Within a few years of PS operations, attention soon turned to a machine for the 1970s. A report on the 24th session of the CERN Council in the July 1963 issue noted ECFA’s recommendation that high priority be given to the construction in Europe of two projects: a pair of intersecting storage rings (ISR, which would become the world’s first hadron collider) and a new proton accelerator of a very high energy “probably around 300 GeV”, which would be 10 times the size of the PS (and eventually renamed the Super Proton Synchrotron, SPS). Mervyn Hine of the CERN directorate for applied physics outlined in the August 1964 issue how this so-called “Summit program” should be financed. He estimated the total annual cost (including that of the assumed national programmes) to be about 1100 million Swiss Francs by 1973, concluding that this was in step with a minimum growth for total European science. He wrote boldly: “The scientific case for Europe’s continuing forcefully in high-energy physics is overwhelming; the equipment needed is technically feasible; the scientific manpower needed will be available; the money is trivial. Only conservatism or timidity will stop it.”

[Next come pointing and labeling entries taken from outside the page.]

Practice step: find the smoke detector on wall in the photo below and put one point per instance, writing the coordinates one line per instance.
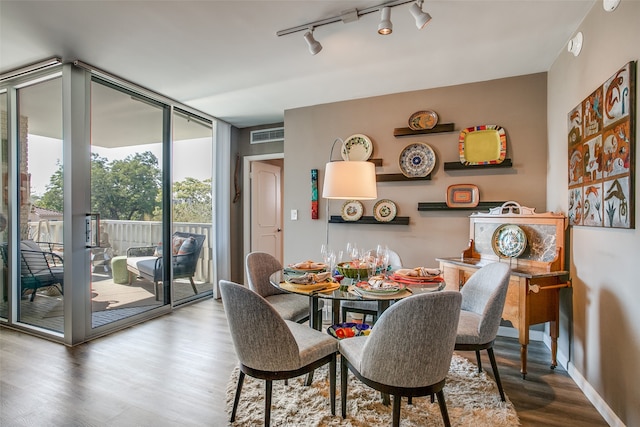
(610, 5)
(575, 44)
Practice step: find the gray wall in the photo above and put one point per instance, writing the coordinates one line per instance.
(518, 104)
(603, 336)
(242, 147)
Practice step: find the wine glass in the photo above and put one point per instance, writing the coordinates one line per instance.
(382, 255)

Similar sentiments exist now in view of a post-LHC collider. There is also nothing new, as the field grows ever larger in scale, in attacks on high-energy physics from outside. In an open letter published in the Courier in April 1964, nuclear physicist Alvin Weinberg argued that the field had become “remote” and that few other branches of science were “waiting breathlessly” for insights from high-energy physics without which they could not progress. Director-General Viki Weisskopf, writing in April 1965, concluded that the development of science had arrived at a critical stage: “We are facing today a situation where it is threatened that all this promising research will be slowed down by constrained financial support of high-energy physics.”

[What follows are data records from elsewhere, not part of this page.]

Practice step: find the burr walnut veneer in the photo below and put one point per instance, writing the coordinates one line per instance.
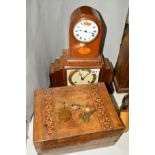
(50, 132)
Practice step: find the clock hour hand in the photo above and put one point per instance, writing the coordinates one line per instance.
(86, 31)
(85, 76)
(80, 74)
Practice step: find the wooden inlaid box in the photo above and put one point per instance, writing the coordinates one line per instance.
(51, 132)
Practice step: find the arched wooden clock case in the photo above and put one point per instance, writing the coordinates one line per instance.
(83, 62)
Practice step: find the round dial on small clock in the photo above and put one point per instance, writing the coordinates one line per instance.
(85, 31)
(82, 76)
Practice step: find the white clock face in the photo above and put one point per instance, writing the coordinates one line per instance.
(85, 30)
(82, 76)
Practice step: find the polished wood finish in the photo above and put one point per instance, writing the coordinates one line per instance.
(51, 133)
(59, 79)
(121, 72)
(94, 47)
(72, 59)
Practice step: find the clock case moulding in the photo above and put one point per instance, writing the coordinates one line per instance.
(72, 59)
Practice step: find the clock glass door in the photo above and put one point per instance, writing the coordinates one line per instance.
(82, 76)
(85, 30)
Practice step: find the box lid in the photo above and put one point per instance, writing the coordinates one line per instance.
(51, 130)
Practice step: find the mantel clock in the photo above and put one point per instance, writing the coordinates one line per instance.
(83, 62)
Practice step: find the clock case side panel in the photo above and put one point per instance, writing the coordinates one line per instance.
(121, 71)
(95, 44)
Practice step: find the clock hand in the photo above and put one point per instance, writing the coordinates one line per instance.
(85, 76)
(80, 75)
(86, 31)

Deciding where to build the next collider and getting international partners on board was also no easier in the past, if the SPS was any guide. The September 1970 issue wrote that the “present impasse in the 300 GeV project” is due to the difficulty of selecting a site and: “At the same time it is disturbing to the traditional unity of CERN that only half the Member States (Austria, Belgium, Federal Republic of Germany, France, Italy and Switzerland) have so far adopted a positive attitude towards the project.” That half-a-century later, the SPS, soon afterwards chosen to be built at CERN, would be feeding protons into a 27 km-circumference hadron collider with a centre-of-mass energy of 13 TeV was unthinkable.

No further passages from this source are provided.